« Même les ordinateurs les plus puissants ont leurs limites, et la façon dont ils traitent les calculs conduit invariablement à des erreurs d'arrondi » admet Arnault Ioualalen, directeur général et en charge de la R&D de Numalis. Initialement axée sur la correction des erreurs de calcul des ordinateurs et la validation de codes pour les systèmes embarqués critiques, la start-up, fondée en 2015 après un peu plus de deux ans de recherche, fournit désormais des outils et des standards ISO pour valider les calculs des algorithmes d’IA et multiplier leur précision tout en augmentant les performances. Et pour pousser sa solution sur le marché, la jeune pousse Montpelliéraine vient de boucler un tour de table de 5 millions d’euros auprès d’un groupe d'investisseurs comptant le fonds Definvest du ministère des Armées (géré par Bpifrance), 115K - le fonds de venture capital de La Banque Postale - MBDA et Safran Corporate Ventures.

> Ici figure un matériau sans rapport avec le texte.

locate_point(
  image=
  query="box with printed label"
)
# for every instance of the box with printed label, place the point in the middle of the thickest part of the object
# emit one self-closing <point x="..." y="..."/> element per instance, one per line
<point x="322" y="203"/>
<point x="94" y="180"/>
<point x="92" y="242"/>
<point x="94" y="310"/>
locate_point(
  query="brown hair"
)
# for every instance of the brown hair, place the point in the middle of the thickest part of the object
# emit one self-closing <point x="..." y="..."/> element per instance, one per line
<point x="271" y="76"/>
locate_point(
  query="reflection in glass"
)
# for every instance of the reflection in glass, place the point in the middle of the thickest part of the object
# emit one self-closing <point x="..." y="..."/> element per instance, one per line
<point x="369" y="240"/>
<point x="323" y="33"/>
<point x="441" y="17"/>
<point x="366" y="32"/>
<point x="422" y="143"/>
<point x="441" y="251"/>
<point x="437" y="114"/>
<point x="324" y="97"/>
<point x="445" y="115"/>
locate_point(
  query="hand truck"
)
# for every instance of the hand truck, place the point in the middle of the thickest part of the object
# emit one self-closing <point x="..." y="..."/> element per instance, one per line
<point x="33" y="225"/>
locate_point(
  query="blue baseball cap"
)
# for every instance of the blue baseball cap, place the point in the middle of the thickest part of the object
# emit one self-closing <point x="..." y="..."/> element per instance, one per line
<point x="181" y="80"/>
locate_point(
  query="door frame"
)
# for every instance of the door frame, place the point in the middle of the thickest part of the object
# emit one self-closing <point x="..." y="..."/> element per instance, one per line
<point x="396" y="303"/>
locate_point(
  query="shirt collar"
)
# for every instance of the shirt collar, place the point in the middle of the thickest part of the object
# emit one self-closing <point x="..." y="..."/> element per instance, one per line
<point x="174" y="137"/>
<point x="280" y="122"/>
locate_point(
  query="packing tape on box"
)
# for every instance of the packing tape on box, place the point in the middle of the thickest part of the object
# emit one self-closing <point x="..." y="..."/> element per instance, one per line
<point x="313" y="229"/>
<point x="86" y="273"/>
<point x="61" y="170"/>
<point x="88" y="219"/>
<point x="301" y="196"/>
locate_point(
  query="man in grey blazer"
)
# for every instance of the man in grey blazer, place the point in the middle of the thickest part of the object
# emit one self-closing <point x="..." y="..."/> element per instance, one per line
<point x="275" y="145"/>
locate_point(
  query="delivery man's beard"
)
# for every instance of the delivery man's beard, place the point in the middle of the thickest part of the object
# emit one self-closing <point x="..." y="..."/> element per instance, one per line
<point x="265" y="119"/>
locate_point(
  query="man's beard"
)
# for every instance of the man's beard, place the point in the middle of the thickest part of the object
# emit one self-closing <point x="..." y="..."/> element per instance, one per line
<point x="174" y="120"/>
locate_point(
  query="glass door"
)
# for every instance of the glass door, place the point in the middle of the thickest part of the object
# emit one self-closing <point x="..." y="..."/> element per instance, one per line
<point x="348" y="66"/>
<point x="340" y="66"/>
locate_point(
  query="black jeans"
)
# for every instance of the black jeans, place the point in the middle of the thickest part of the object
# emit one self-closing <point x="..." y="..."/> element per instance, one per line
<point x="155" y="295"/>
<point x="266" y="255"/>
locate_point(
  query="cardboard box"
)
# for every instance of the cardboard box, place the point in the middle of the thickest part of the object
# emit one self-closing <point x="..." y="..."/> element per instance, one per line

La start-up, qui a rejoint le cercle des deeptech françaises, travaille à l’adoption de l’IA dans des domaines clés tels que le transport (aéronautique, spatial, ferroviaire, automobile), la défense, la santé ou même la finance et a su s’attirer les faveurs d’investisseurs directement liés à ces secteurs plus exigeants en matière de sécurité. Numalis précise que « de grands noms de l’industrie française, sensibilisés aux enjeux économiques, de fiabilité, et de souveraineté, font déjà confiance » sans toutefois donner de nom. Pour Alexandre Lahousse, chef du service des affaires industrielles et de l’intelligence économique à la Direction Générale de l’Armement (DGA) : « L’intégration progressive de l’IA par la DGA dans certains équipements livrés aux forces impose d’accompagner cette évolution par des solutions de supervision et de contrôle des algorithmes garantissant leur intégrité. Numalis concentre toutes les qualités que le ministère recherche en cette période charnière pour répondre à cette nouvelle étape dans la numérisation du champ de bataille ». En parallèle, elle indique qu’elle s’adresse également aux PME à travers une palette de solutions disponibles en SaaS et sur site.

Tester la robustesse et l’explicabilité d’une IA

Son outil, baptisé Saimple, propose de tester la robustesse d’une IA (son bon fonctionnement, et la justesse des résultats) ainsi que l’explicabilité de cette IA (que le résultat soit donné pour les bonnes raisons). La solution de Numalis « s’inscrit en opposition avec les méthodologies statistiques, qui évalue une IA sur des points, et qui ont donc une fiabilité limitée », précise la start-up. Elle ajoute que « les IA ciblées sont les réseaux neuronaux, les supports vecteurs machines et toutes les technologies apparentées au deep machine learning ». À noter que les IA génératives n’entrent pas encore le spectre de Numalis pour la raison suivante : « les NLP (Natural Language Processing) sont empruntes de subjectivité, ne serait-ce que par l’usage, les réponses et leur formulation ». Numalis précise travailler à l’évaluation de ces IA de manière objective et scientifique.

S’ouvrir à l’international et répondre au futur IA Act

Avec ce financement, Numalis compte investir dans sa R&D et accélérer son déploiement à l’international. Pour Arnault Ioualalen, « cette levée de fonds est une étape importante de notre développement. Notre solution a démontré son efficacité et nous avons maintenant les moyens d’accélérer notre présence sur le marché et transformer notre leadership technologique en succès commerciaux. Le développement dans l’Hexagone et en Europe, figure de proue en matière d’encadrement du numérique, reste notre priorité pour l’année 2024. Nous sommes également attentifs à d’autres marchés, notamment l’Amérique du Nord et l’Asie qui restent à ce jour les premiers moteurs de la croissance du marché de l’IA et nous comptons profiter de cette étape importante pour adopter et consolider une véritable approche transversale du marché ».

La jeune pousse se positionne également en tant qu’acteur de référence en matière d’élaboration de standards pour l'IA, au niveau européen et international. « Ces normes serviront de base à la future réglementation européenne sur l’intelligence artificielle, IA Act, qui devrait être finalisée d'ici à 2025 » précise la start-up. Pour mémoire, ce cadre vise à encadrer le développement et l'utilisation des systèmes d'IA au sein de l’Union européenne. Les députés européens ont approuvé le 14 juin dernier ce projet de régulation européenne. La prochaine étape s’avère être plus compliquée ; il s’agit de négocier avec les Etats membres pour finaliser le texte.